Greece confirms first case of bird flu

Authorities in Greece confirmed the country's first case of bird flu Monday, the first in the European Union, on a turkey farm on the Aegean Sea island of Oinouses, near the Turkish coast. Agriculture Minister Evangelos Basiakos said the turkey came from a small private poultry farm of about 20 turkeys on the tiny island of Inousses off Chios which belongs to the Chios prefecture.

Preliminary tests have identified bird flu and narrowed down the virus to the H5 type, but more rigorous testing is being conducted to determine whether it is the deadly H5N1 strain that scientists are tracking for fear it could mutate and spawn a lethal human flu pandemic capable of killing millions.

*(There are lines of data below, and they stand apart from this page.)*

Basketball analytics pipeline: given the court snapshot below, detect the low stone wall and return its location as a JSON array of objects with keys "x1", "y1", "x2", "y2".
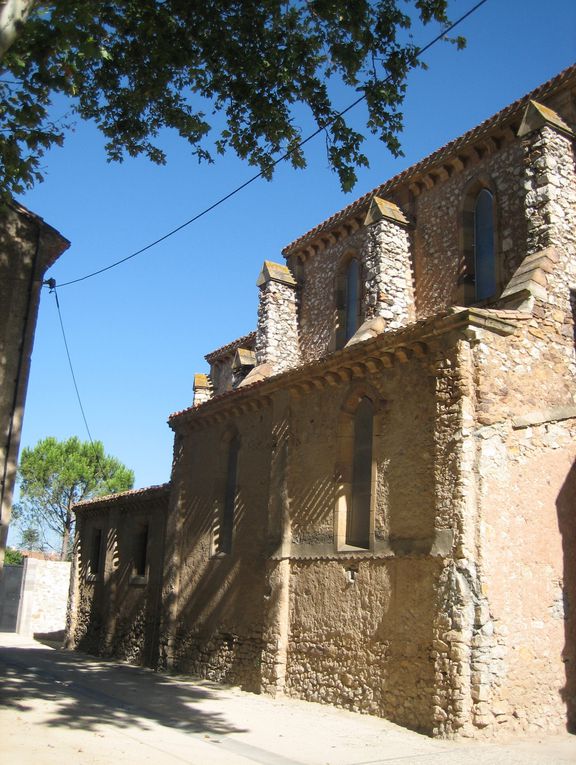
[{"x1": 16, "y1": 558, "x2": 70, "y2": 635}]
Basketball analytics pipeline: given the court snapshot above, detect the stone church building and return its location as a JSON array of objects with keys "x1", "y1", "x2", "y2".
[{"x1": 68, "y1": 67, "x2": 576, "y2": 736}]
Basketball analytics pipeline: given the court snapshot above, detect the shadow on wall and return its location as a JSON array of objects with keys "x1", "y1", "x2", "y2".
[
  {"x1": 0, "y1": 647, "x2": 243, "y2": 734},
  {"x1": 556, "y1": 456, "x2": 576, "y2": 733}
]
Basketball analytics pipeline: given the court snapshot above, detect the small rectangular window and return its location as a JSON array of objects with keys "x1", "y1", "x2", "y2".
[
  {"x1": 88, "y1": 529, "x2": 102, "y2": 576},
  {"x1": 132, "y1": 523, "x2": 148, "y2": 576}
]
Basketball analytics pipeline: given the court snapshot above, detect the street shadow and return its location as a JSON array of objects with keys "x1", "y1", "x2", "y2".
[{"x1": 0, "y1": 647, "x2": 244, "y2": 735}]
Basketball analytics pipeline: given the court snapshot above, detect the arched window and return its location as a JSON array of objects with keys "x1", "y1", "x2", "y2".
[
  {"x1": 474, "y1": 189, "x2": 497, "y2": 300},
  {"x1": 216, "y1": 435, "x2": 240, "y2": 553},
  {"x1": 336, "y1": 257, "x2": 362, "y2": 348},
  {"x1": 346, "y1": 397, "x2": 374, "y2": 549},
  {"x1": 346, "y1": 258, "x2": 360, "y2": 341}
]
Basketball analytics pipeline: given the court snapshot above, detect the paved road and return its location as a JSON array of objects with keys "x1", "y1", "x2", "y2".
[{"x1": 0, "y1": 633, "x2": 576, "y2": 765}]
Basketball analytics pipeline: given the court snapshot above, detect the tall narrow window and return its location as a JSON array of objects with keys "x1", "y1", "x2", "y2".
[
  {"x1": 474, "y1": 189, "x2": 496, "y2": 300},
  {"x1": 346, "y1": 398, "x2": 374, "y2": 549},
  {"x1": 345, "y1": 258, "x2": 360, "y2": 341},
  {"x1": 216, "y1": 435, "x2": 240, "y2": 553},
  {"x1": 132, "y1": 523, "x2": 148, "y2": 576},
  {"x1": 88, "y1": 529, "x2": 102, "y2": 576}
]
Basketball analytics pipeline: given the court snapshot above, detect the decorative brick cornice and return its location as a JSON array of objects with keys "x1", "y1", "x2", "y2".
[
  {"x1": 73, "y1": 483, "x2": 170, "y2": 513},
  {"x1": 282, "y1": 65, "x2": 576, "y2": 257},
  {"x1": 168, "y1": 308, "x2": 531, "y2": 432}
]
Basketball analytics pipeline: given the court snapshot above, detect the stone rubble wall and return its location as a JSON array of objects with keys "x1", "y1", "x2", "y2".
[
  {"x1": 66, "y1": 495, "x2": 167, "y2": 667},
  {"x1": 160, "y1": 412, "x2": 270, "y2": 690},
  {"x1": 16, "y1": 558, "x2": 70, "y2": 635},
  {"x1": 364, "y1": 218, "x2": 415, "y2": 329},
  {"x1": 413, "y1": 142, "x2": 527, "y2": 319},
  {"x1": 255, "y1": 280, "x2": 300, "y2": 374},
  {"x1": 299, "y1": 228, "x2": 368, "y2": 363}
]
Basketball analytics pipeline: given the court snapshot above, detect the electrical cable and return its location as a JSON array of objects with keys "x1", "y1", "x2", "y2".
[
  {"x1": 49, "y1": 279, "x2": 99, "y2": 448},
  {"x1": 43, "y1": 0, "x2": 488, "y2": 450},
  {"x1": 50, "y1": 0, "x2": 488, "y2": 290}
]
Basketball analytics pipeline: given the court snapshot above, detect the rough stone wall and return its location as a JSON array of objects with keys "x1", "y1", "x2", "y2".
[
  {"x1": 364, "y1": 218, "x2": 415, "y2": 329},
  {"x1": 0, "y1": 205, "x2": 69, "y2": 569},
  {"x1": 17, "y1": 558, "x2": 70, "y2": 635},
  {"x1": 67, "y1": 497, "x2": 166, "y2": 666},
  {"x1": 286, "y1": 557, "x2": 440, "y2": 732},
  {"x1": 299, "y1": 228, "x2": 367, "y2": 362},
  {"x1": 161, "y1": 410, "x2": 270, "y2": 690},
  {"x1": 479, "y1": 412, "x2": 576, "y2": 731},
  {"x1": 414, "y1": 141, "x2": 527, "y2": 319},
  {"x1": 524, "y1": 126, "x2": 576, "y2": 358},
  {"x1": 255, "y1": 280, "x2": 300, "y2": 374}
]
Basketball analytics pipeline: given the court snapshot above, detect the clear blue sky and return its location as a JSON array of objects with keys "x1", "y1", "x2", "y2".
[{"x1": 7, "y1": 0, "x2": 576, "y2": 544}]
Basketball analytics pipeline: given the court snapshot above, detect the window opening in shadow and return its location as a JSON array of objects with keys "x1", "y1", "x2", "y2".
[
  {"x1": 216, "y1": 436, "x2": 240, "y2": 553},
  {"x1": 346, "y1": 398, "x2": 374, "y2": 549},
  {"x1": 474, "y1": 189, "x2": 496, "y2": 300}
]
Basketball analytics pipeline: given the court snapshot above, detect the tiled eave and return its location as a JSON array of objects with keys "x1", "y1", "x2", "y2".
[
  {"x1": 168, "y1": 308, "x2": 531, "y2": 432},
  {"x1": 204, "y1": 332, "x2": 256, "y2": 364},
  {"x1": 74, "y1": 483, "x2": 170, "y2": 513},
  {"x1": 282, "y1": 65, "x2": 576, "y2": 257}
]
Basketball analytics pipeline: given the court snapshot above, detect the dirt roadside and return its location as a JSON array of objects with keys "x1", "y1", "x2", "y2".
[{"x1": 0, "y1": 633, "x2": 576, "y2": 765}]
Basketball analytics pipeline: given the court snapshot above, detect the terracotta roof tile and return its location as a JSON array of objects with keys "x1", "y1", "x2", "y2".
[
  {"x1": 74, "y1": 482, "x2": 170, "y2": 510},
  {"x1": 204, "y1": 332, "x2": 256, "y2": 364}
]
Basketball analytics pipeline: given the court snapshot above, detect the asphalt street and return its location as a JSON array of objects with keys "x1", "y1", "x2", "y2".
[{"x1": 0, "y1": 633, "x2": 576, "y2": 765}]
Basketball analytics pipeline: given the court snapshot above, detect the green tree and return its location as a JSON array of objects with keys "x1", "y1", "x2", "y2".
[
  {"x1": 17, "y1": 437, "x2": 134, "y2": 560},
  {"x1": 4, "y1": 547, "x2": 24, "y2": 566},
  {"x1": 20, "y1": 526, "x2": 44, "y2": 552},
  {"x1": 0, "y1": 0, "x2": 463, "y2": 193}
]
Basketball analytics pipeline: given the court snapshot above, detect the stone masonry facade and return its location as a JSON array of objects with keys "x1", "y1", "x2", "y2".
[{"x1": 68, "y1": 67, "x2": 576, "y2": 738}]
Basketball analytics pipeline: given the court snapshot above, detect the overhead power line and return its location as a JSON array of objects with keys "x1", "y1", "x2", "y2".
[
  {"x1": 49, "y1": 279, "x2": 95, "y2": 449},
  {"x1": 51, "y1": 0, "x2": 488, "y2": 290}
]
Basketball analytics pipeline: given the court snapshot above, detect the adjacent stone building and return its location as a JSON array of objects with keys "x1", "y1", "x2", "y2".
[
  {"x1": 0, "y1": 201, "x2": 70, "y2": 573},
  {"x1": 68, "y1": 67, "x2": 576, "y2": 736}
]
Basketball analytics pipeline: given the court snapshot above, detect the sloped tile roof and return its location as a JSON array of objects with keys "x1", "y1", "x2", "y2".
[
  {"x1": 282, "y1": 64, "x2": 576, "y2": 257},
  {"x1": 204, "y1": 332, "x2": 256, "y2": 364},
  {"x1": 74, "y1": 482, "x2": 170, "y2": 511}
]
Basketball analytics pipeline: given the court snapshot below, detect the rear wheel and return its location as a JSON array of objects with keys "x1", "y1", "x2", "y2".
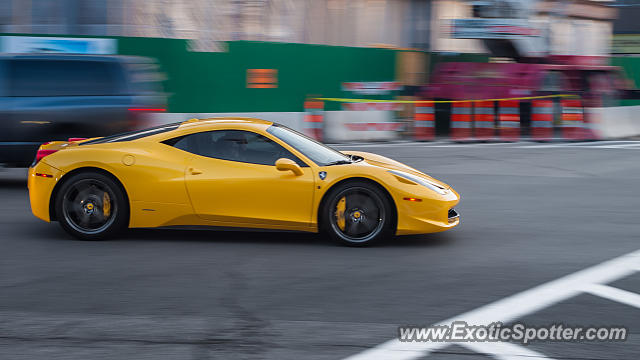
[
  {"x1": 321, "y1": 181, "x2": 395, "y2": 246},
  {"x1": 55, "y1": 172, "x2": 129, "y2": 240}
]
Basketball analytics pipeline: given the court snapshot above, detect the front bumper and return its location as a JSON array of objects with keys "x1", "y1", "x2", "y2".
[
  {"x1": 27, "y1": 160, "x2": 63, "y2": 221},
  {"x1": 395, "y1": 189, "x2": 460, "y2": 235}
]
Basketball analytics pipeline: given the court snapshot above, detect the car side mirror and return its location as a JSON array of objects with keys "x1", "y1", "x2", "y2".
[{"x1": 276, "y1": 158, "x2": 304, "y2": 176}]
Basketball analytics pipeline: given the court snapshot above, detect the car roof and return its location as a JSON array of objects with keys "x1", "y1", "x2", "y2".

According to Basiakos, the owner of a small turkey farm with 20 birds informed the local veterinary service about "the presence of strange symptoms and losses among the turkeys."

A veterinary team from the nearby island of Chios traveled to Oinouses, a five-square-mile island with a population of about 700 people, and took samples from the suspect birds, CBS/AP reports.

Tests carried out in Athens found that one of the nine samples tested positive for the H5 virus. The ministry ordered that new samples be taken and sent to a central veterinary testing center in the northern port of Thessaloniki as "there is a pressing need for verification of the analysis."

Neighboring Turkey, only a few miles off Chios, has also detected cases of bird flu as well as Romania, both of which have culled thousands of birds in the past days, according to Reuters. A.M.